Meet the Subject Matter Expert

Our clients are usually experts in their field or have easy access to others on their team who are considered expert. For example, training professionals at pharmaceutical and medical device companies often have either A) years of experience in sales or product development, B) an advanced degree in a related field, C) a clinical background or D) access to people within their organization who have these characteristics. They know their products inside and out… but they do not know how to close a specific performance gap that is happening or how to give their learners the knowledge and skills they need to be successful in their roles.

These individuals are subject matter experts. They know their content, but they are not experts at teaching this content to others. It might seem counterintuitive, but the expert is not always the best teacher.

Meet the Learning and Performance Experts

To drive success, both a Learning Expert and a Performance Expert are needed. These are often the same individual, or members of a team. They can be part of an internal training department or an external training vendor. Whoever they are, they perform the essential tasks of identifying the performance gap, figuring out how to close it and identifying how to teach the knowledge and skills that are most important in the best way possible.

What is a Performance Expert?

Performance Experts know how to get to the root of a problem. They conduct analysis and gather data through a variety of means (surveys, focus groups, interviews, job shadowing, etc) to get a real picture of the current state of training. They pinpoint the performance issue and are able to see what training can fix… and what is outside of training’s sphere of influence.

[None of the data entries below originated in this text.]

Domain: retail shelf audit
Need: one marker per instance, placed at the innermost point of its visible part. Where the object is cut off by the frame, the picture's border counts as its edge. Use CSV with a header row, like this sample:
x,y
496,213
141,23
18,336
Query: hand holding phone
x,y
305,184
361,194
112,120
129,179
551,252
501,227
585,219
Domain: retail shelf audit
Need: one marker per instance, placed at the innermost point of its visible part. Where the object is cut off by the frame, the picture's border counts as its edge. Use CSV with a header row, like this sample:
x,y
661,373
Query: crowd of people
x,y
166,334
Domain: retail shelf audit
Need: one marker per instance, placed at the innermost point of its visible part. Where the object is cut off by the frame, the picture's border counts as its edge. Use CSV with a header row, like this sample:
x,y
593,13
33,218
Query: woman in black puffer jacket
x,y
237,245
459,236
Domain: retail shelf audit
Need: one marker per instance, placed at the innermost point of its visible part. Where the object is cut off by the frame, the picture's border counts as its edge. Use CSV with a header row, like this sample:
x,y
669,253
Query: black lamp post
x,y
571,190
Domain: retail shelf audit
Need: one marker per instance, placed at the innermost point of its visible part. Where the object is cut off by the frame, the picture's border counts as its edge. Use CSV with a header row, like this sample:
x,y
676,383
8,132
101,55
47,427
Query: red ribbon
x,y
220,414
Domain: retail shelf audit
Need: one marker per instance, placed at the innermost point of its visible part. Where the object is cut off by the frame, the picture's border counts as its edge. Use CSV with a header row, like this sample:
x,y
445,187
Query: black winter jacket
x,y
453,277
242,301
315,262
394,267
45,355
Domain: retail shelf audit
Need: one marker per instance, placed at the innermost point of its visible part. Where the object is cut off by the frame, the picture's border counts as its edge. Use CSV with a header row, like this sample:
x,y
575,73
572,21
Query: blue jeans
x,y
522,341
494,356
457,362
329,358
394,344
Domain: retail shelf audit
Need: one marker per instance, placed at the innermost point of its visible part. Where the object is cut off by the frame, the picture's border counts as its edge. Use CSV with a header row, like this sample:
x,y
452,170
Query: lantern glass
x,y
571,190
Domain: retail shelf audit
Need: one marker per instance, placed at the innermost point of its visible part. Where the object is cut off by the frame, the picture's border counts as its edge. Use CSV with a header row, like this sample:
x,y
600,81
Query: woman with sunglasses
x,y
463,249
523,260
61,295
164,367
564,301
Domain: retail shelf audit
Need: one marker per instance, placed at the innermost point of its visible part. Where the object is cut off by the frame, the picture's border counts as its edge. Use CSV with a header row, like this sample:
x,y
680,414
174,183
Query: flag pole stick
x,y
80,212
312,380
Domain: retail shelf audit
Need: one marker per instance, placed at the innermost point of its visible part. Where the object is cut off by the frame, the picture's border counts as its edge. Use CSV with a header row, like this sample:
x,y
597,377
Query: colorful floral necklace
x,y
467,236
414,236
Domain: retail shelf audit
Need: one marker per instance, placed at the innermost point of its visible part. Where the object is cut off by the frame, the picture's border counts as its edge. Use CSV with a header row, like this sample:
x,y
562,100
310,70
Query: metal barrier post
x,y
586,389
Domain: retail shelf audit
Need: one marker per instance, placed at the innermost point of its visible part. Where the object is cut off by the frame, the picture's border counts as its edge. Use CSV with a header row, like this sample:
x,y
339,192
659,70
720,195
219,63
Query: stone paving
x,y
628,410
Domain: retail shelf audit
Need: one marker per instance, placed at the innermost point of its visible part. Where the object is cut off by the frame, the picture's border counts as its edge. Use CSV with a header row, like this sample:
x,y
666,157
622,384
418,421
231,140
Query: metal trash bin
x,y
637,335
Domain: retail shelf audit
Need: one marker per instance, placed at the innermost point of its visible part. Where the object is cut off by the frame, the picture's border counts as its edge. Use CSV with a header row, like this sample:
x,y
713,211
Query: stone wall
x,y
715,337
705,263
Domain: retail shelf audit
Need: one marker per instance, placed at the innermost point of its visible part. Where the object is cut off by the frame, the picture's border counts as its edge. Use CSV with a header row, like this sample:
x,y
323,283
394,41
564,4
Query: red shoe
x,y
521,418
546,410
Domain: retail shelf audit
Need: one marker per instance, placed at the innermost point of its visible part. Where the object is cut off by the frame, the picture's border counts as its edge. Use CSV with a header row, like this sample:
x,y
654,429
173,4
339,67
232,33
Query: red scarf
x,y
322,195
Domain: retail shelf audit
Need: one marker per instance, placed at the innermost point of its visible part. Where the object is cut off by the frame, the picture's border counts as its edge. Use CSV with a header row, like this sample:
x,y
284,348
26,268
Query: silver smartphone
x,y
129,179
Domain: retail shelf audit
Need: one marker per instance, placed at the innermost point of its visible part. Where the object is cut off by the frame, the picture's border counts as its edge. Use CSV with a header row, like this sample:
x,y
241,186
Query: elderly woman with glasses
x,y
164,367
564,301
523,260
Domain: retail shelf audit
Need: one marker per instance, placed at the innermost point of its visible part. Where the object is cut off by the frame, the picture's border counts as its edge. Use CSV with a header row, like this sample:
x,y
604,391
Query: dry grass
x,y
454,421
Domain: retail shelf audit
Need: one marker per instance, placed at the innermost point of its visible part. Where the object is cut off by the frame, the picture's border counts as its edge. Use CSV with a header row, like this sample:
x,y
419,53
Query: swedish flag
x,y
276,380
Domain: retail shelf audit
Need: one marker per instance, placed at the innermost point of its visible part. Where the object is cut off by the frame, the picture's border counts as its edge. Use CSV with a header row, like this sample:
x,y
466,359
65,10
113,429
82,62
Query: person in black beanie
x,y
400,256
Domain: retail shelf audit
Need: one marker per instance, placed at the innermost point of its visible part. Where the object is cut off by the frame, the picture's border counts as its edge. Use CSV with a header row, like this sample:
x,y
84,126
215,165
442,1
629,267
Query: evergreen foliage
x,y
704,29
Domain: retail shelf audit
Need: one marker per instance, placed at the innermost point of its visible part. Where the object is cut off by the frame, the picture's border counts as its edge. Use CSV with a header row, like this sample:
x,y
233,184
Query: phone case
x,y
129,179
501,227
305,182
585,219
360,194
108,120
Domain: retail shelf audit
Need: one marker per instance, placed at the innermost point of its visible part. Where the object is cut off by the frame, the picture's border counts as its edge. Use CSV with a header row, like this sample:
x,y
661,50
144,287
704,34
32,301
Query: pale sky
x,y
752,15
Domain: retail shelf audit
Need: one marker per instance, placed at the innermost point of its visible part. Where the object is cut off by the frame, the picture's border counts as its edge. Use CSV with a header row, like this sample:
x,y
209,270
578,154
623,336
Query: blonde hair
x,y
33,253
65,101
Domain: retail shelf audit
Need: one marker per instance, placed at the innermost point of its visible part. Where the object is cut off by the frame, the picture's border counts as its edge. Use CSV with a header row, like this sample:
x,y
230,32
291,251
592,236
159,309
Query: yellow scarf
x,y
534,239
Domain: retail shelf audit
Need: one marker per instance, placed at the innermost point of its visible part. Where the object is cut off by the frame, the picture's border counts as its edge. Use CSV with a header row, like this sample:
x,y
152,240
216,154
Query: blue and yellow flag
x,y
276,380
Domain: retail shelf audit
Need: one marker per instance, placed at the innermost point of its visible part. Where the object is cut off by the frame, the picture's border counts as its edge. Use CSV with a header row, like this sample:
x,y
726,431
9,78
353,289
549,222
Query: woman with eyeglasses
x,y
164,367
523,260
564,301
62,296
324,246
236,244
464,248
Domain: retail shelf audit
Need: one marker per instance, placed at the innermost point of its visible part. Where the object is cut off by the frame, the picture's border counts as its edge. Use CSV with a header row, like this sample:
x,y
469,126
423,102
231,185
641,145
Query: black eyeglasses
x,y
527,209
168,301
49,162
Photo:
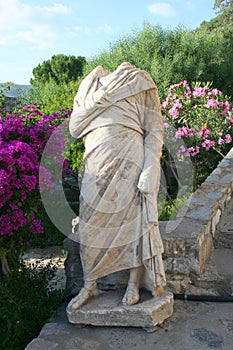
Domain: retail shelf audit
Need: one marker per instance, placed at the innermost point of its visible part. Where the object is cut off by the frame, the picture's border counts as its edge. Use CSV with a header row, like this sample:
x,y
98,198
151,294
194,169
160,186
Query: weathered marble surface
x,y
107,310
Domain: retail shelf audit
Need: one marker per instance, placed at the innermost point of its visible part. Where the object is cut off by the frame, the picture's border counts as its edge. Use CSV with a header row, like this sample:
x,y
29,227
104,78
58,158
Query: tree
x,y
173,55
223,5
59,69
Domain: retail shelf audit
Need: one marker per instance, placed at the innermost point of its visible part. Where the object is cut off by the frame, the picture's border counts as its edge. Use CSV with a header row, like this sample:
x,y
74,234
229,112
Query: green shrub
x,y
26,304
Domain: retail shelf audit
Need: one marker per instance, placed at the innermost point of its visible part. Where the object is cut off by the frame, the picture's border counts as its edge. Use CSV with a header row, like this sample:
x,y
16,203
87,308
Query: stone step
x,y
107,310
217,278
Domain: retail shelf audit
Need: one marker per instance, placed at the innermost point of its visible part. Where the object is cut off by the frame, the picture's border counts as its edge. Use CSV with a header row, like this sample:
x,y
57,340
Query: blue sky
x,y
31,31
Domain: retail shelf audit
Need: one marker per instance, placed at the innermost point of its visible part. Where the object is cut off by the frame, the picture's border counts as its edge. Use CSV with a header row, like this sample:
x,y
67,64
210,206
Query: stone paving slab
x,y
193,326
107,310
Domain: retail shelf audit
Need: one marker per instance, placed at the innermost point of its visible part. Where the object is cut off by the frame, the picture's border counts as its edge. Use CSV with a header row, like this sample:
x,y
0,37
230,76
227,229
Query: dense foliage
x,y
26,304
59,69
23,138
201,116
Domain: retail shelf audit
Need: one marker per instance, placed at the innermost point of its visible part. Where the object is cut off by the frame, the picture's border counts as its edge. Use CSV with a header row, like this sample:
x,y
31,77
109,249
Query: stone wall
x,y
188,240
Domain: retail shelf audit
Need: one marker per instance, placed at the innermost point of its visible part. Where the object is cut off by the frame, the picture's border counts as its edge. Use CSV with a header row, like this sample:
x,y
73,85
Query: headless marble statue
x,y
118,116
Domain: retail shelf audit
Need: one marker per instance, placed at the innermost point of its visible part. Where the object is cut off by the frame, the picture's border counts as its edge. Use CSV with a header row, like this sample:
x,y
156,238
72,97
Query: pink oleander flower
x,y
208,144
199,91
228,138
173,112
204,132
215,92
212,103
166,125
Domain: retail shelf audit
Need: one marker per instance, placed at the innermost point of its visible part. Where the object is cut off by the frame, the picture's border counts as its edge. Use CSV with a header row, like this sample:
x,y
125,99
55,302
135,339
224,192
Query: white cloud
x,y
162,8
93,30
29,23
55,9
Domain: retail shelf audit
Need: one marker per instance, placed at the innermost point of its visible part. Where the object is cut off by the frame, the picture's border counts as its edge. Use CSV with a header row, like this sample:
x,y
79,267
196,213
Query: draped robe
x,y
118,115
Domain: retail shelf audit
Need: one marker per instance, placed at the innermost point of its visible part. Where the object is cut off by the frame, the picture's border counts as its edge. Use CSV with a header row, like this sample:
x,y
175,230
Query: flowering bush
x,y
23,137
201,117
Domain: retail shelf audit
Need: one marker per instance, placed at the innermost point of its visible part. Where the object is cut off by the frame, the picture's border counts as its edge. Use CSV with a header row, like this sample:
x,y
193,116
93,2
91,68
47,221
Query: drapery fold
x,y
119,115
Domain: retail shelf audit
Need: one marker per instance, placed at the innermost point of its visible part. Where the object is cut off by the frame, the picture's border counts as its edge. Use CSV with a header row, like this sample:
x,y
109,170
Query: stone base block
x,y
107,310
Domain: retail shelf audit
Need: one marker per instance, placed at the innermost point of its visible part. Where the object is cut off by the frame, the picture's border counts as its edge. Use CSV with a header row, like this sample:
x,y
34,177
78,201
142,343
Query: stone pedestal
x,y
107,310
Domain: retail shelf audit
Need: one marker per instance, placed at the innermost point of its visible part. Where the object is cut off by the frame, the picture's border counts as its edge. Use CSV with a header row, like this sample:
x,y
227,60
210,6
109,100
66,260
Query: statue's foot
x,y
131,296
158,291
83,296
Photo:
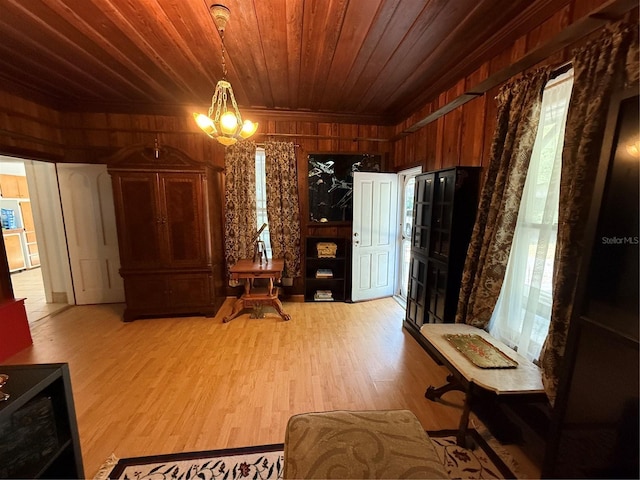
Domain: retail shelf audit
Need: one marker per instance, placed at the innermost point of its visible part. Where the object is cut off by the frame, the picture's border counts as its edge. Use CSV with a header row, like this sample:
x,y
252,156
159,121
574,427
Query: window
x,y
261,199
523,311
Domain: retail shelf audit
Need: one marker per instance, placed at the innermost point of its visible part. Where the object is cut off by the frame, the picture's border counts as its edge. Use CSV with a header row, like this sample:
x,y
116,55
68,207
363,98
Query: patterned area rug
x,y
267,461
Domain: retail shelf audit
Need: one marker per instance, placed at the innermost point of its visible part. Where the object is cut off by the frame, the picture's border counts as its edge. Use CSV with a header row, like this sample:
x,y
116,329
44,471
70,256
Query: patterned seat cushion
x,y
359,444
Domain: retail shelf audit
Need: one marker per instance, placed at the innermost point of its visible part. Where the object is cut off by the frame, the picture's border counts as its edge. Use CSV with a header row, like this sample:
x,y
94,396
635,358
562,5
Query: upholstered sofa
x,y
359,444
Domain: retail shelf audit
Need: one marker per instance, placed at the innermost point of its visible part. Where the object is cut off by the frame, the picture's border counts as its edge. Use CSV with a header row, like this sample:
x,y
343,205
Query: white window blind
x,y
261,199
523,311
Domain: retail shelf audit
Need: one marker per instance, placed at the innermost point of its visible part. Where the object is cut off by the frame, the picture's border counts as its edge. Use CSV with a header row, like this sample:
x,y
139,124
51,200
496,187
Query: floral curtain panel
x,y
283,208
519,105
240,201
599,69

Our Performance Experts often go by other names, but our clients will know them as their project manager or the facilitator of their design meeting. It’s no coincidence that our “performance experts” are also often our best “learning experts.” They are the ones who take the big picture of what is needed to fill a performance gap and design a blended learning curriculum approach to close the gap.

What is a Learning Expert?

A learning expert understands how people learn. They are skilled instructional designers and are able to create interaction-rich learning experiences that support a given outcome. In the corporate world, a learning expert should also have an understanding of the business needs of a given learning experience and design it in a way that supports those needs.

Learning experts can gather all of the highly technical content your SMEs have (either documented somewhere or just in their brains) and make it engaging, meaningful and memorable to learners.

At BLP, we call our learning experts Learning Designers. They partner with our multimedia team to design our learning solutions, whether it is an eLearning course, an instructor-led session, a video, a learning game, or a combination of these solutions.

Finding the Right Balance

Many of you are already quite familiar with the need for both subject matter experts and learning and performance experts. Some organizations prefer to work with vendors who also have deep subject matter expertise in their particular industry… while others leverage their own internal SMEs in order to work with a vendor that is expert in adult learning and instructional design. The right balance, of course, depends on the project and particular business need. Our own approach has been to focus on learning and performance first while also building knowledge and skill in the specific industries that we most often work with.

What balance of vendor expertise works best for you? Do you have subject matter experts, learning experts and performance experts on your internal team?